Selain itu, penyusunan dan penerapan strategi anti fraud yang efektif paling sedikit memenuhi pedoman penerapan strategi anti fraud yang tercantum dalam Lampiran I POJK 39/2019. Bank yang sebelumnya telah memiliki pedoman juga wajib menyesuaikan strategi anti fraud-nya dengan pedoman penerapan strategi anti fraud sebagaimana tercantum dalam Lampiran I POJK 39/2019 tersebut. Hasil penyesuaian wajib disampaikan kepada OJK paling lambat tiga bulan sejak berlakunya POJK 39/2019. 

Materi Muatan Strategi Anti Fraud

Lebih lanjut, penjabaran dari empat pilar strategi anti fraud sesuai Lampiran I POJK 39/2019 dapat kami rangkum sebagai berikut (hal. 20–26):

  1. Pencegahan

Memuat langkah untuk mengurangi potensi risiko terjadinya fraud, yang paling sedikit mencakup kesadaran anti fraud, identifikasi kerawanan pada setiap aktivitas yang berpotensi merugikan bank, dan kebijakan mengenal pegawai sebagai upaya pengendalian dari aspek sumber daya manusia.

  1. Deteksi

Memuat langkah untuk mengidentifikasi dan menemukan fraud dalam kegiatan usaha bank, yang paling sedikit mencakup kebijakan dan mekanisme penanganan pengaduan (whistleblowing), pemeriksaan dadakan (surprised audit), dan sistem pengawasan.

  1. Investigasi, Pelaporan, dan Sanksi

Investigasi dilakukan untuk mengumpulkan bukti yang patut diduga merupakan tindakan fraud. Bank kemudian menyusun mekanisme pelaporan atas pelaksanaan investigasi terhadap kejadian fraud, baik kepada intern maupun OJK. Selain itu, bank juga menyusun kebijakan pengenaan sanksi bagi pelaku fraud yang paling sedikit memuat jenis sanksi sesuai pelanggaran yang dilakukan, mekanisme pengenaan sanksi, dan pihak yang berwenang mengenakan sanksi.

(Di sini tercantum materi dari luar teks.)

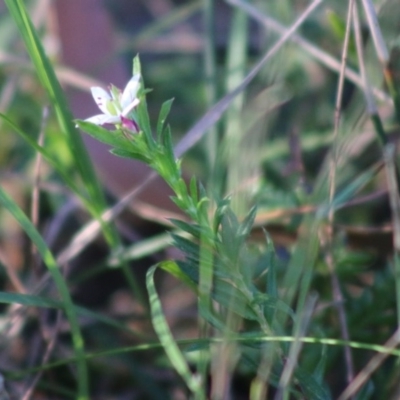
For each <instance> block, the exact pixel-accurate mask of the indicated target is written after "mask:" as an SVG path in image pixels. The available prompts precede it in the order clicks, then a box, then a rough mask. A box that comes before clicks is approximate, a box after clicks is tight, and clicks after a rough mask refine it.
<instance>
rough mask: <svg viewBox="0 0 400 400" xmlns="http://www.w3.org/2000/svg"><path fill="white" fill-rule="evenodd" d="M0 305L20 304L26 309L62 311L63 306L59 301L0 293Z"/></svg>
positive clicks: (26, 295) (7, 293) (5, 292)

  1. Pemantauan, Evaluasi, dan Tindak Lanjut

Pilar yang mencakup pemantauan tindak lanjut terhadap fraud dan pemeliharaan data kejadian fraud sebagai alat bantu evaluasi. Berdasarkan hasil evaluasi, bank menyusun mekanisme tindak lanjut untuk memperbaiki kelemahan dan memperkuat sistem pengendalian intern untuk mencegah fraud terulang kembali.